Близка к такому подходу и точка зрения Г. В. Суходольского, полагавшего, что активность – это жизнедеятельность или жизнь в целом, а деятельность – это целесообразная жизнедеятельность [145, с. 15].

Аналогичным образом представляет себе активность и В. А. Татенко: «Категории активности и деятельности могут соотноситься по критерию "абстрактное – конкретное". В этом смысле активность представляется более абстрактной и более широкой категорией, включающей в себя все возможные проявления живого и, таким образом, "снимающей" в себе категорию деятельности, как одну из своих форм» [146, с. 223].

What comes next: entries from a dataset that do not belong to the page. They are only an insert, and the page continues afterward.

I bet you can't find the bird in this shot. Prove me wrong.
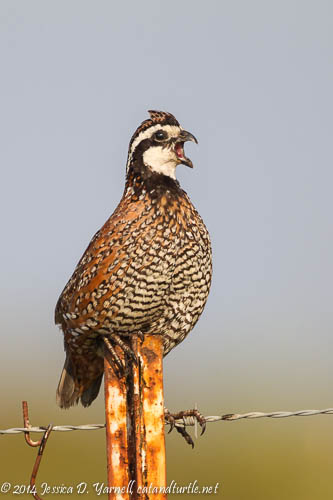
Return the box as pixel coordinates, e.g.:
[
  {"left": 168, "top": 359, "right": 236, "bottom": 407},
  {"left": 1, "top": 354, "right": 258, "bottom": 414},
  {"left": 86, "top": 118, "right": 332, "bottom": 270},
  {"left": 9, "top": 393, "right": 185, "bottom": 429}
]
[{"left": 55, "top": 110, "right": 212, "bottom": 409}]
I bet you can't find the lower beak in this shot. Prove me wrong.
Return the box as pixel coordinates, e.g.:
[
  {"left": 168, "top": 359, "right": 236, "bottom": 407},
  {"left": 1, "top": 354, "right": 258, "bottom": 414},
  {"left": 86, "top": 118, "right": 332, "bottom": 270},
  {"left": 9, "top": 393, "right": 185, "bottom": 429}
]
[{"left": 177, "top": 130, "right": 198, "bottom": 168}]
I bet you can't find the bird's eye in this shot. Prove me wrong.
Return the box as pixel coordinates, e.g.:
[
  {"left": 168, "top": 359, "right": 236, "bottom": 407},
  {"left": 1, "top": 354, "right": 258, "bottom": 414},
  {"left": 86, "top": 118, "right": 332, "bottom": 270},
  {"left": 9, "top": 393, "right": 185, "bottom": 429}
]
[{"left": 154, "top": 130, "right": 167, "bottom": 141}]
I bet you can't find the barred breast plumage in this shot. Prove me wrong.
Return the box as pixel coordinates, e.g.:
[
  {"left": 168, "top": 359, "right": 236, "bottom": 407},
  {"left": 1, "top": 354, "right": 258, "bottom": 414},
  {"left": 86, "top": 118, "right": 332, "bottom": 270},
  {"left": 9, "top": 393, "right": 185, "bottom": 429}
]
[{"left": 55, "top": 110, "right": 212, "bottom": 408}]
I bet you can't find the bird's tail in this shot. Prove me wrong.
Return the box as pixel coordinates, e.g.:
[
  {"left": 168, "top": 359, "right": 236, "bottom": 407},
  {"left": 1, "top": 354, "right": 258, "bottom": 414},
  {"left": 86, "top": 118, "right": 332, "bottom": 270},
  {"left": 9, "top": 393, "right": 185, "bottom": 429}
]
[{"left": 56, "top": 354, "right": 103, "bottom": 409}]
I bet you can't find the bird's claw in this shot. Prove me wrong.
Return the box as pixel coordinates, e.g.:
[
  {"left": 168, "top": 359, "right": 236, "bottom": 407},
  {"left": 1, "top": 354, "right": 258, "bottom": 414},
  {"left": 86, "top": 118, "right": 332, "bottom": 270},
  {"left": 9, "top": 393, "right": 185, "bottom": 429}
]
[
  {"left": 136, "top": 331, "right": 144, "bottom": 342},
  {"left": 102, "top": 334, "right": 138, "bottom": 376}
]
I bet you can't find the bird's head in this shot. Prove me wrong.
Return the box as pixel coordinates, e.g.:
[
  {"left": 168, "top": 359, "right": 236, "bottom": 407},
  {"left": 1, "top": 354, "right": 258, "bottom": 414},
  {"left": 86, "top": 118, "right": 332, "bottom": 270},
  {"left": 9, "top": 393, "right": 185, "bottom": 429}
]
[{"left": 126, "top": 110, "right": 197, "bottom": 180}]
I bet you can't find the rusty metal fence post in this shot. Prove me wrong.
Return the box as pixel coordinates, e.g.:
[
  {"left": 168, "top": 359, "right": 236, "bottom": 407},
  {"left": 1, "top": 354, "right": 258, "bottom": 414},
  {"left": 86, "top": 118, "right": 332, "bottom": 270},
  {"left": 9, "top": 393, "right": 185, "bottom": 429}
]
[{"left": 104, "top": 335, "right": 167, "bottom": 499}]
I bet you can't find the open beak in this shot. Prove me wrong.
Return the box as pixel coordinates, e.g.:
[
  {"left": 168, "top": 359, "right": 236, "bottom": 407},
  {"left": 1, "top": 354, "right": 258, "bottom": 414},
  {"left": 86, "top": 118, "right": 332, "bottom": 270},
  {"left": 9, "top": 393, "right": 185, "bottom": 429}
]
[{"left": 174, "top": 130, "right": 198, "bottom": 168}]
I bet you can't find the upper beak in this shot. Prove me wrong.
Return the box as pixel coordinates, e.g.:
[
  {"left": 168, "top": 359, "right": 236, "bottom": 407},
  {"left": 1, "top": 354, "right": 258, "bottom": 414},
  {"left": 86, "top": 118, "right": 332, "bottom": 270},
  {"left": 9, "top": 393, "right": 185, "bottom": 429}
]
[
  {"left": 180, "top": 130, "right": 198, "bottom": 144},
  {"left": 177, "top": 129, "right": 198, "bottom": 168}
]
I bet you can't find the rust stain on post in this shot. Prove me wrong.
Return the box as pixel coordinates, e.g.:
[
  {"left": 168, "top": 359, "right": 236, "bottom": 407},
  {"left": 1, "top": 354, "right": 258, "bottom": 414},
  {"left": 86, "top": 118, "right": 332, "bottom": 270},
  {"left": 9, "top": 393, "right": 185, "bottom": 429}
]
[
  {"left": 137, "top": 335, "right": 167, "bottom": 498},
  {"left": 104, "top": 347, "right": 130, "bottom": 500},
  {"left": 131, "top": 336, "right": 144, "bottom": 495}
]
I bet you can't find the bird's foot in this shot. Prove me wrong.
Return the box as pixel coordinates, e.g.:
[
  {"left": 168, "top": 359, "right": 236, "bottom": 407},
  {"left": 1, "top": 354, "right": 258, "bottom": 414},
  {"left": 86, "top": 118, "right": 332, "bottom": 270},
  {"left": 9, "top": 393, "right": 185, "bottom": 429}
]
[
  {"left": 102, "top": 332, "right": 144, "bottom": 377},
  {"left": 164, "top": 407, "right": 206, "bottom": 448}
]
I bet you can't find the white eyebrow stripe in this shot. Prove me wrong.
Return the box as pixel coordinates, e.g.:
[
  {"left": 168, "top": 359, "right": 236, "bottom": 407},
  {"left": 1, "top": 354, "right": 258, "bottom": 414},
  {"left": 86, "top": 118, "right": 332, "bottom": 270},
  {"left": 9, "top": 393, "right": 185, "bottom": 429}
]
[{"left": 126, "top": 124, "right": 181, "bottom": 172}]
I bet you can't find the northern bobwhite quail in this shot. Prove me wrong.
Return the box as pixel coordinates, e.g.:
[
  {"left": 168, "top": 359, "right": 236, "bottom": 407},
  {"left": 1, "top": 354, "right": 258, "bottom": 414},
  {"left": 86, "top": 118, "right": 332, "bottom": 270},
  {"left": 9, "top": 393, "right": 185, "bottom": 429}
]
[{"left": 55, "top": 110, "right": 212, "bottom": 408}]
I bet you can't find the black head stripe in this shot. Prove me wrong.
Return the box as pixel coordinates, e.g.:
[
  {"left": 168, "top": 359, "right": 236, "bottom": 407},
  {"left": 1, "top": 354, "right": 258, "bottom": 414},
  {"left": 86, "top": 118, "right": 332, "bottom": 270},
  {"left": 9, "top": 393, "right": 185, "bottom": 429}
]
[{"left": 128, "top": 110, "right": 180, "bottom": 152}]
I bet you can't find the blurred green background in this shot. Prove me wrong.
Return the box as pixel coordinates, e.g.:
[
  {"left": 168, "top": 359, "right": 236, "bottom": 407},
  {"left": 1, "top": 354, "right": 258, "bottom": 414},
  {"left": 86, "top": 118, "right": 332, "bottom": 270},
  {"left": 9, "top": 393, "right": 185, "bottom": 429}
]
[{"left": 1, "top": 1, "right": 333, "bottom": 498}]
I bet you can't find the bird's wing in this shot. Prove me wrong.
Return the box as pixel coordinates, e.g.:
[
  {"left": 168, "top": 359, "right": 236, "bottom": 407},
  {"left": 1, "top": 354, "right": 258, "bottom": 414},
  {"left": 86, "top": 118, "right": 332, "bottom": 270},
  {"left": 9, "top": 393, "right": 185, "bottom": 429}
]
[{"left": 55, "top": 195, "right": 177, "bottom": 331}]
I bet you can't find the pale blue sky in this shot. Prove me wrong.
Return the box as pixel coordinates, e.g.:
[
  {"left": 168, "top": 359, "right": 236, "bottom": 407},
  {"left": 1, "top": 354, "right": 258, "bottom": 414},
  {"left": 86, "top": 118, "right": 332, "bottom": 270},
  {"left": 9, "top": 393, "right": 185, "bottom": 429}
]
[{"left": 2, "top": 0, "right": 333, "bottom": 400}]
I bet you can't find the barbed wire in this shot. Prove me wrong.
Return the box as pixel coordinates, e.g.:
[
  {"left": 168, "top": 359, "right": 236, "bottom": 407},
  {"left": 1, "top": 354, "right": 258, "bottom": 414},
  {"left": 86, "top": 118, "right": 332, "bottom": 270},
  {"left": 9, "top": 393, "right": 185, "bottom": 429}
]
[
  {"left": 0, "top": 424, "right": 105, "bottom": 435},
  {"left": 1, "top": 407, "right": 333, "bottom": 435}
]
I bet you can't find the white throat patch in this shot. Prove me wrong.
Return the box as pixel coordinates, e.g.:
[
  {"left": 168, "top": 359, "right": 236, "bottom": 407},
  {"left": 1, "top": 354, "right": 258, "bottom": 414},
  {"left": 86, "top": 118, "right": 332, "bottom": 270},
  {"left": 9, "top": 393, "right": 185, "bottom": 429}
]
[{"left": 143, "top": 146, "right": 178, "bottom": 179}]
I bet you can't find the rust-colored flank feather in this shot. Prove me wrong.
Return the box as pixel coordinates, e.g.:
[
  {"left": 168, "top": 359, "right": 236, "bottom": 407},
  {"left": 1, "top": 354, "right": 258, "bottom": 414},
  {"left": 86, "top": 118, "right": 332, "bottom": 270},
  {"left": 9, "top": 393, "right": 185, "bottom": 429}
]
[{"left": 55, "top": 111, "right": 212, "bottom": 408}]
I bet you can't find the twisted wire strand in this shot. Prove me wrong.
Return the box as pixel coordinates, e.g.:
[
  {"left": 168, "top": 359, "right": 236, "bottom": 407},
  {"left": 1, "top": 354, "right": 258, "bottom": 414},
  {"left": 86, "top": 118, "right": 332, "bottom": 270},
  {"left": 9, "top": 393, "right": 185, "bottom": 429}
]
[
  {"left": 1, "top": 408, "right": 333, "bottom": 435},
  {"left": 0, "top": 424, "right": 105, "bottom": 435}
]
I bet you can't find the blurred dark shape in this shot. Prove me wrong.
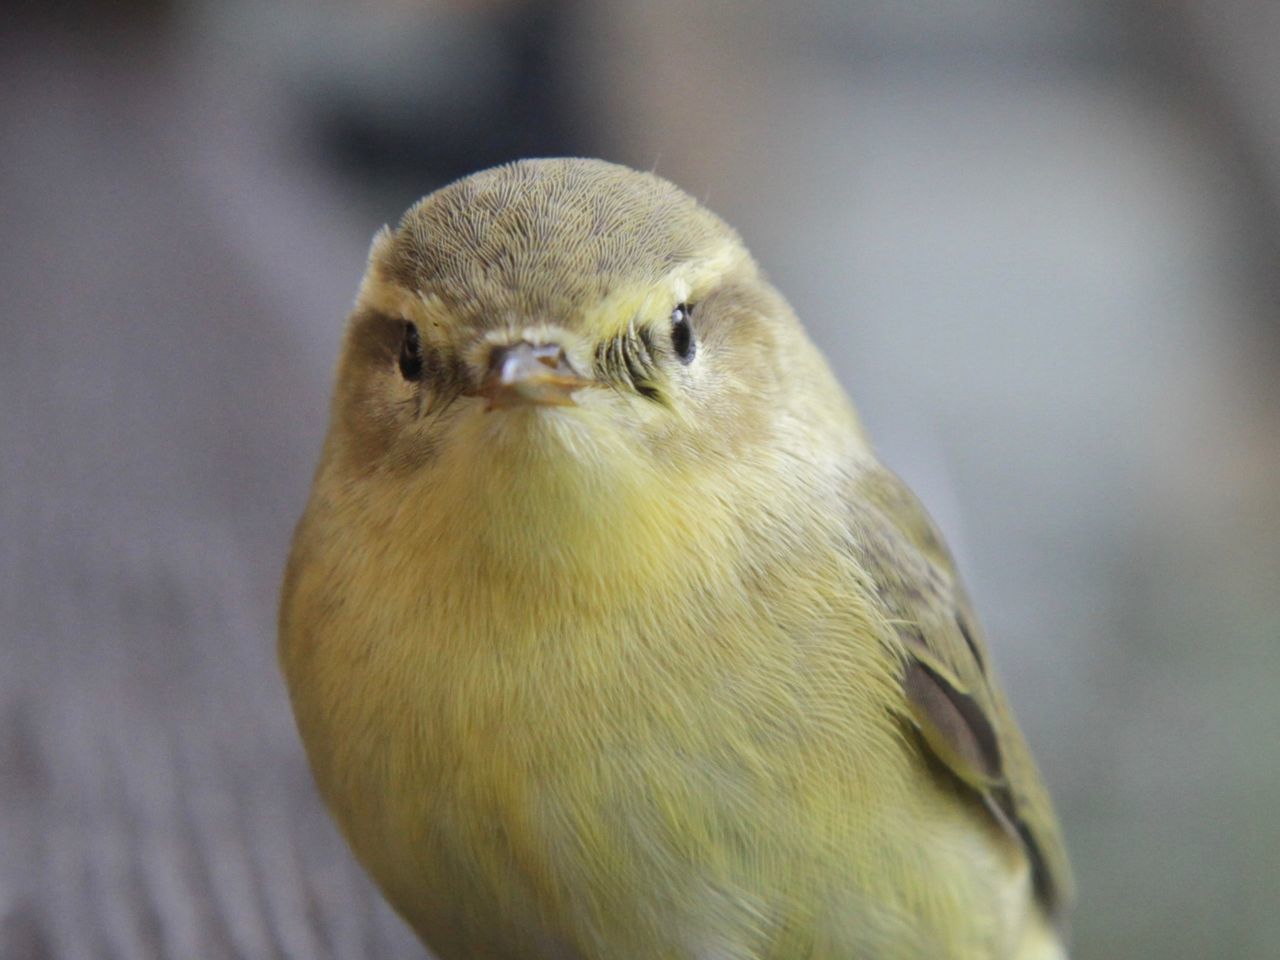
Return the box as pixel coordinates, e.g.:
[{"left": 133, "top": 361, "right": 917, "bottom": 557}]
[
  {"left": 1124, "top": 0, "right": 1280, "bottom": 355},
  {"left": 8, "top": 0, "right": 173, "bottom": 31},
  {"left": 312, "top": 0, "right": 587, "bottom": 204}
]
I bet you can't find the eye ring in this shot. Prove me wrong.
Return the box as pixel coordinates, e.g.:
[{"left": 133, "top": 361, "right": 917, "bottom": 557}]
[
  {"left": 670, "top": 303, "right": 695, "bottom": 364},
  {"left": 398, "top": 322, "right": 423, "bottom": 381}
]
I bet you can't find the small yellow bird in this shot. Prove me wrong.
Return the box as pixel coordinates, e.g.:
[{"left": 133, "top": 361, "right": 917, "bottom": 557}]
[{"left": 279, "top": 158, "right": 1073, "bottom": 960}]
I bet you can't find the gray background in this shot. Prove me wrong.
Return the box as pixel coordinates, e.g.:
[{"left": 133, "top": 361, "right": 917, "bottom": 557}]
[{"left": 3, "top": 2, "right": 1278, "bottom": 957}]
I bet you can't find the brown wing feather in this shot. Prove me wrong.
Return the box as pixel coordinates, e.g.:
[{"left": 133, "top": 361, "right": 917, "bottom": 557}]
[{"left": 845, "top": 465, "right": 1075, "bottom": 925}]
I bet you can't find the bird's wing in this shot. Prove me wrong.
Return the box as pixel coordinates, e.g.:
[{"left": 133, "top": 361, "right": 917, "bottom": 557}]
[{"left": 844, "top": 465, "right": 1075, "bottom": 925}]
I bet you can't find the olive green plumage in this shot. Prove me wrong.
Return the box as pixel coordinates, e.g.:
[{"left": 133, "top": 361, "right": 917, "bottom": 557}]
[{"left": 279, "top": 157, "right": 1073, "bottom": 960}]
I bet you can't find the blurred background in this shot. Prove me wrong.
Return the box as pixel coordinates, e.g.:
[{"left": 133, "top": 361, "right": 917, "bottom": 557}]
[{"left": 3, "top": 1, "right": 1278, "bottom": 957}]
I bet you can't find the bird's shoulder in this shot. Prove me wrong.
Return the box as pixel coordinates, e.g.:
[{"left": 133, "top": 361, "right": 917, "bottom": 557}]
[{"left": 838, "top": 461, "right": 1075, "bottom": 925}]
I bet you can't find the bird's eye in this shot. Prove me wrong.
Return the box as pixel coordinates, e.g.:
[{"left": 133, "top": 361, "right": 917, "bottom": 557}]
[
  {"left": 670, "top": 303, "right": 695, "bottom": 364},
  {"left": 398, "top": 322, "right": 423, "bottom": 381}
]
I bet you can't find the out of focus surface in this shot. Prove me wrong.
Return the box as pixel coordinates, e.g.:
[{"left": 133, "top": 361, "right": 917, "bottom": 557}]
[{"left": 3, "top": 2, "right": 1278, "bottom": 958}]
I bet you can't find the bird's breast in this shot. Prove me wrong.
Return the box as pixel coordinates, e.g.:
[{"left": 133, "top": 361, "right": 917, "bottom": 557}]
[
  {"left": 281, "top": 468, "right": 1026, "bottom": 958},
  {"left": 289, "top": 507, "right": 924, "bottom": 951}
]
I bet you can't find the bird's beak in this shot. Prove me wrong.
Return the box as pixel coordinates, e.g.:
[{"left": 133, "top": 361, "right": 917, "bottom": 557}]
[{"left": 474, "top": 341, "right": 594, "bottom": 409}]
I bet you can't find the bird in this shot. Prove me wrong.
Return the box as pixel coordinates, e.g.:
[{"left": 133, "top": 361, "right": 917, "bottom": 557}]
[{"left": 278, "top": 157, "right": 1074, "bottom": 960}]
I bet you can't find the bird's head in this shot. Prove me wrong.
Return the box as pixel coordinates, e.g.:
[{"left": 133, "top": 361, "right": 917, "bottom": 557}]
[{"left": 322, "top": 159, "right": 863, "bottom": 551}]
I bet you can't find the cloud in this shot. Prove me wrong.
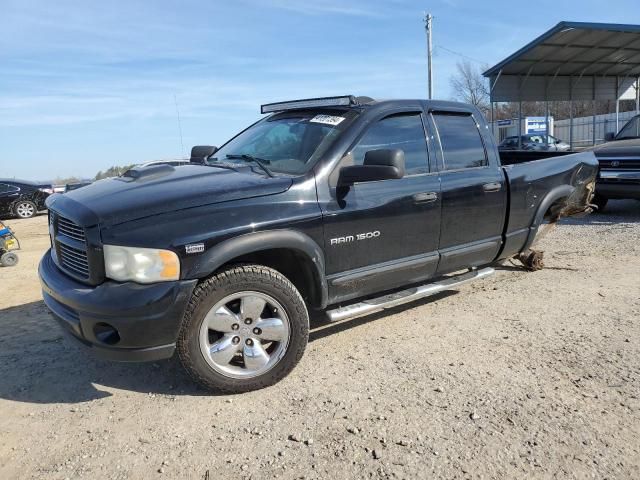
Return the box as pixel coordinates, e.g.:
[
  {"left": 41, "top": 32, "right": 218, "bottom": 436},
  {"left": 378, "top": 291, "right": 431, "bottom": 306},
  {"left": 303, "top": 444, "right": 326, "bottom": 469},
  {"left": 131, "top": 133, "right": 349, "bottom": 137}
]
[
  {"left": 1, "top": 42, "right": 429, "bottom": 127},
  {"left": 239, "top": 0, "right": 383, "bottom": 17}
]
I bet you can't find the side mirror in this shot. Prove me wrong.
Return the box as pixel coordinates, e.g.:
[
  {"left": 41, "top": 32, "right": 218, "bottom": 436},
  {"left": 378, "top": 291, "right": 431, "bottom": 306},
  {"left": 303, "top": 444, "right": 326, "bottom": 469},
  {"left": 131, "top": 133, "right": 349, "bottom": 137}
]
[
  {"left": 556, "top": 139, "right": 562, "bottom": 144},
  {"left": 338, "top": 149, "right": 405, "bottom": 186},
  {"left": 190, "top": 145, "right": 218, "bottom": 164},
  {"left": 604, "top": 132, "right": 616, "bottom": 142}
]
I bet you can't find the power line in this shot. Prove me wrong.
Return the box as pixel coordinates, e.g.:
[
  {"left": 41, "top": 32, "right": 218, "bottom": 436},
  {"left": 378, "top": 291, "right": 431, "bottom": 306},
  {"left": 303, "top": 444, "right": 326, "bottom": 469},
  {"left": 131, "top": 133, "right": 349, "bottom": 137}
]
[{"left": 436, "top": 45, "right": 488, "bottom": 66}]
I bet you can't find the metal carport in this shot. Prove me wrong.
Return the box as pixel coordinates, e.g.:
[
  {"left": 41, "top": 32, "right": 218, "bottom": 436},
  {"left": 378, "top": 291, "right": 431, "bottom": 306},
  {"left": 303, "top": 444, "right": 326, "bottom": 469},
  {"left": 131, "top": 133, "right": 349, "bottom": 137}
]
[{"left": 483, "top": 21, "right": 640, "bottom": 148}]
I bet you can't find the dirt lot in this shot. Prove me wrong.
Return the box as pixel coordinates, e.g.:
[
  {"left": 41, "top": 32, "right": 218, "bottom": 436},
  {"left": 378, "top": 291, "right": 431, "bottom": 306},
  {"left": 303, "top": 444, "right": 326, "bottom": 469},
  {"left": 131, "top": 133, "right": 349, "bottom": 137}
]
[{"left": 0, "top": 203, "right": 639, "bottom": 480}]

Собственно говоря, подобный подход к пониманию активности восходит к философской трактовке активности как всеобщего свойства живой природы и – шире – как свойства движущейся материи в целом быть причиной или действием, обусловливающего появление жизни (см. напр., [19]). Однако следует заметить, что механически точный перенос семантики какого-либо термина из одной науки в другую вступает, как правило, в противоречие с определением предмета второй науки, поскольку иной предмет науки с необходимостью требует раскрытия иных сторон явления, отражающихся в иных, отличных от заложенных в предмете первой науки, смыслах.

В этой связи справедливо отмечалось, что указанный подход, при котором активность как жизнедеятельность заведомо шире любой формы деятельности, превращает «активность» в предельно общую философскую категорию, тем самым лишая смысла экспериментальные психологические исследования в этом направлении [52, с. 240].

Глобализированное использование «активности» в «содержательной» парадигме весьма широко распространилось и в отечественной социальной психологии. Понимание активности как деятельности по реализации установки на достижение образа потребного будущего, а установки – как «состояния готовности к определенной активности» (Д. Н. Узнадзе) привело к тому, что в отечественной социальной психологии активностью стал называться исключительно широкий круг содержательных феноменов, связанных с самыми разными психическими аспектами существования индивида.

Именно так, например, считала К. А. Абульханова, которая писала, что «большинство существующих в социальной психологии типологий представляют собой классификацию отдельных форм активности: установок, поведения, сознания и т. д.» [6, с. 10]. В этой же парадигме одной из форм активности является, по ее мнению, и направленность личности [4, с. 18–19].

Подобное, ничем не оправданное, расширение понятия, когда активность понимается как «наше все», «накрывая» собой и направленность, и установки, и поведение, и даже сознание в целом, приводит, помимо прочего, и к редуцированию деятельности, приданию деятельности вспомогательных по отношению к активности функций.

вернуться

2

Чаще всего деятельность определяется как категория, характеризуемая «осознанностью и целенаправленностью». На самом деле целенаправленность всегда подразумевает осознанность, а случаи, когда преследуемые человеком цели им не осознаются, являются лишь временными смещениями фокуса сознания с данных целей. Иногда, помимо осознанности и целенаправленности, определяющей характеристикой деятельности предлагается считать ее функцию преобразования действительности (см., напр., [34]). Подобный подход также не вызывает возражений, если понимать преобразование действительности достаточно широко, включая сюда и переструктурирование ситуации, при котором, например, целенаправленное, а не импульсивно-паническое бегство (деликатно называемое в этом случае «отступлением») рассматривается как преобразование действительности. Однако и это добавление также представляется излишним, поскольку любые осознанные и целенаправленные действия, включая мыслительные, так или иначе переструктурируют, т. е. преобразовывают ситуацию.